Structural Vulnerability in the European Power System

The heatwave exposes a structural dilemma in the European energy system: the types of power plants that typically serve as reliable baseload — particularly nuclear and gas-fired plants — depend on the same water resources that the heatwave is drying up and heating.

This is not a new phenomenon. Previous hot summers, including in 2003 and 2022, also forced French and German power plants into temporary cutbacks. The difference now is that these events are occurring more frequently and with greater intensity, according to climate researchers.

What Does This Mean for Europe Going Forward?

Short-term production cuts can be managed through imports from neighbouring countries and the use of reserve capacity. But if the heatwave persists for several weeks, the risk of rolling power outages across multiple countries increases. According to OilPrice.com, this is precisely the scenario that energy authorities are now taking seriously.
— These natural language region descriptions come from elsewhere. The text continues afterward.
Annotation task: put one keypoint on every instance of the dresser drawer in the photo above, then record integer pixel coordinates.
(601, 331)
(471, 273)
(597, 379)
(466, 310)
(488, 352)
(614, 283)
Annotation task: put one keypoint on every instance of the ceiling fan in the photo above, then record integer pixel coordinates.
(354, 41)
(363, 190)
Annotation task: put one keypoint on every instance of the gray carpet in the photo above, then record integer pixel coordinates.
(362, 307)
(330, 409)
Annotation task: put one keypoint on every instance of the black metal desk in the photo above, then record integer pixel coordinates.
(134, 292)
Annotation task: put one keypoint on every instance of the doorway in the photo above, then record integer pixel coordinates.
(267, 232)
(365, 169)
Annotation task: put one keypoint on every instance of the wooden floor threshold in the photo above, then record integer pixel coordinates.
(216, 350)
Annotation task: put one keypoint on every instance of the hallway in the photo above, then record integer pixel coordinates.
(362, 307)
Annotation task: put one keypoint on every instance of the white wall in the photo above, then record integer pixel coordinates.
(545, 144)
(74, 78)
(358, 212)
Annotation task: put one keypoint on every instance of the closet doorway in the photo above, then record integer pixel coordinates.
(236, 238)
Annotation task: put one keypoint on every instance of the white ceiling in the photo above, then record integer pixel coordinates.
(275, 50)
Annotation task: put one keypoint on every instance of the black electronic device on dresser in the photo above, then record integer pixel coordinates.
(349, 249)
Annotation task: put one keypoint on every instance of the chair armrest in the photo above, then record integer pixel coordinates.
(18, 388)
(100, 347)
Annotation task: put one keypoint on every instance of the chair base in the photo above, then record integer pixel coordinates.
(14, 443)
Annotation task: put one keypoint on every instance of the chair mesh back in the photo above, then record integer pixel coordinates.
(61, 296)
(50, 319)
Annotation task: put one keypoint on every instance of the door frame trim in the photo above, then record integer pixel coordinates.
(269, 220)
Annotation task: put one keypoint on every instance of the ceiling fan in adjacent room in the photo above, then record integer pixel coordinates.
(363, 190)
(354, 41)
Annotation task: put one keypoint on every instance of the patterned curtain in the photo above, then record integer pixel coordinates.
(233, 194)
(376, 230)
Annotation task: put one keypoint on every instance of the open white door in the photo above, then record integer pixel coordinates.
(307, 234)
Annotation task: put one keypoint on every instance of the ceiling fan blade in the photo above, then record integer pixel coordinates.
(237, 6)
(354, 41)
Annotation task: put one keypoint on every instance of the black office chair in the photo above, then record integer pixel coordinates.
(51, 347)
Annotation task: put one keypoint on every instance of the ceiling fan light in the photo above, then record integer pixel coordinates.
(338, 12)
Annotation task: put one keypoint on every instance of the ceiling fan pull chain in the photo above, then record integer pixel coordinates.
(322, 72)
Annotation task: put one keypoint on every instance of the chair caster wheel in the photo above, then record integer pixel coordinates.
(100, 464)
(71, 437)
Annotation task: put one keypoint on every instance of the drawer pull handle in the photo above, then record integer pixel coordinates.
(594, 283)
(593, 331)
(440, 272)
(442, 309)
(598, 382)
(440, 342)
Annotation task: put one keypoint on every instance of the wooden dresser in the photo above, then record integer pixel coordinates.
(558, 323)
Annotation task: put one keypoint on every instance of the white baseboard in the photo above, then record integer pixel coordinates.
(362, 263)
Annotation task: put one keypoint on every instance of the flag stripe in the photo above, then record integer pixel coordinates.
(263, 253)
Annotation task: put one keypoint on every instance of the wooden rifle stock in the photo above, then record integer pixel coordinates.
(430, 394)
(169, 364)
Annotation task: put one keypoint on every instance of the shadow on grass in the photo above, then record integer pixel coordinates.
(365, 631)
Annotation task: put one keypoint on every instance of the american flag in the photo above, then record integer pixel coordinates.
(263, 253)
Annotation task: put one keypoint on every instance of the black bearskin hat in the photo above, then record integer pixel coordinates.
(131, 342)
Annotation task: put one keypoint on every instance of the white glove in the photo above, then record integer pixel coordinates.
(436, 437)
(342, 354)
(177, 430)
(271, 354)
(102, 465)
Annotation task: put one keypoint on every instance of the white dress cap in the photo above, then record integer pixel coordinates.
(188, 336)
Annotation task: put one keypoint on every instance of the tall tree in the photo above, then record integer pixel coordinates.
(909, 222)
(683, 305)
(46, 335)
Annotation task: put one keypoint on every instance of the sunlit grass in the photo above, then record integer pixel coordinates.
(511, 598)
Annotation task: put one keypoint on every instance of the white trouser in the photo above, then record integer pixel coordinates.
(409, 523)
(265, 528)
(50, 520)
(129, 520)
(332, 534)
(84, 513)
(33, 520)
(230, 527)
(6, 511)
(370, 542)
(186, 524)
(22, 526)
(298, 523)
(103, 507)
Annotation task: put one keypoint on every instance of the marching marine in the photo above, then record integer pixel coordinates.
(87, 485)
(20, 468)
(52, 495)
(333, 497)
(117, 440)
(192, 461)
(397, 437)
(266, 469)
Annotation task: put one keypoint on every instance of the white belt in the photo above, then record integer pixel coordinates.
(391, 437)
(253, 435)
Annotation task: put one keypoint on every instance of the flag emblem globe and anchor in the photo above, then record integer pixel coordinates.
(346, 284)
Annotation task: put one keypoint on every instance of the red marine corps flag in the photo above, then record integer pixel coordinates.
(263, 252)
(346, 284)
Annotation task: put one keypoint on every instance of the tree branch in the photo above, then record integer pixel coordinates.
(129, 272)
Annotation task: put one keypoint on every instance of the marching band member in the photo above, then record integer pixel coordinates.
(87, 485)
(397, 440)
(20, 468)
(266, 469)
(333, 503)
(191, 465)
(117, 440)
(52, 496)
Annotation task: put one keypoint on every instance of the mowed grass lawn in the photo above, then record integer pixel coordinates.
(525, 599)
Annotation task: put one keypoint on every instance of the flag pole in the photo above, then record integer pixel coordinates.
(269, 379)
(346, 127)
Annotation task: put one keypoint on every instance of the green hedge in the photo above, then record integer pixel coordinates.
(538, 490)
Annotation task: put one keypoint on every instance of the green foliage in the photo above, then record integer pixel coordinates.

For Norwegian electricity consumers, the situation is indirectly relevant: Norway exports significant volumes of electricity to Europe via interconnector cables, and high European prices pull Norwegian prices upward. Combined with risk-off sentiment in markets and broad pressure on commodities, this is a situation that warrants close monitoring.

In the longer term, the summer of 2026 raises questions about whether Europe's energy mix is robust enough to withstand a changing climate — without having to choose between cooling reactors and protecting the biological diversity of its rivers.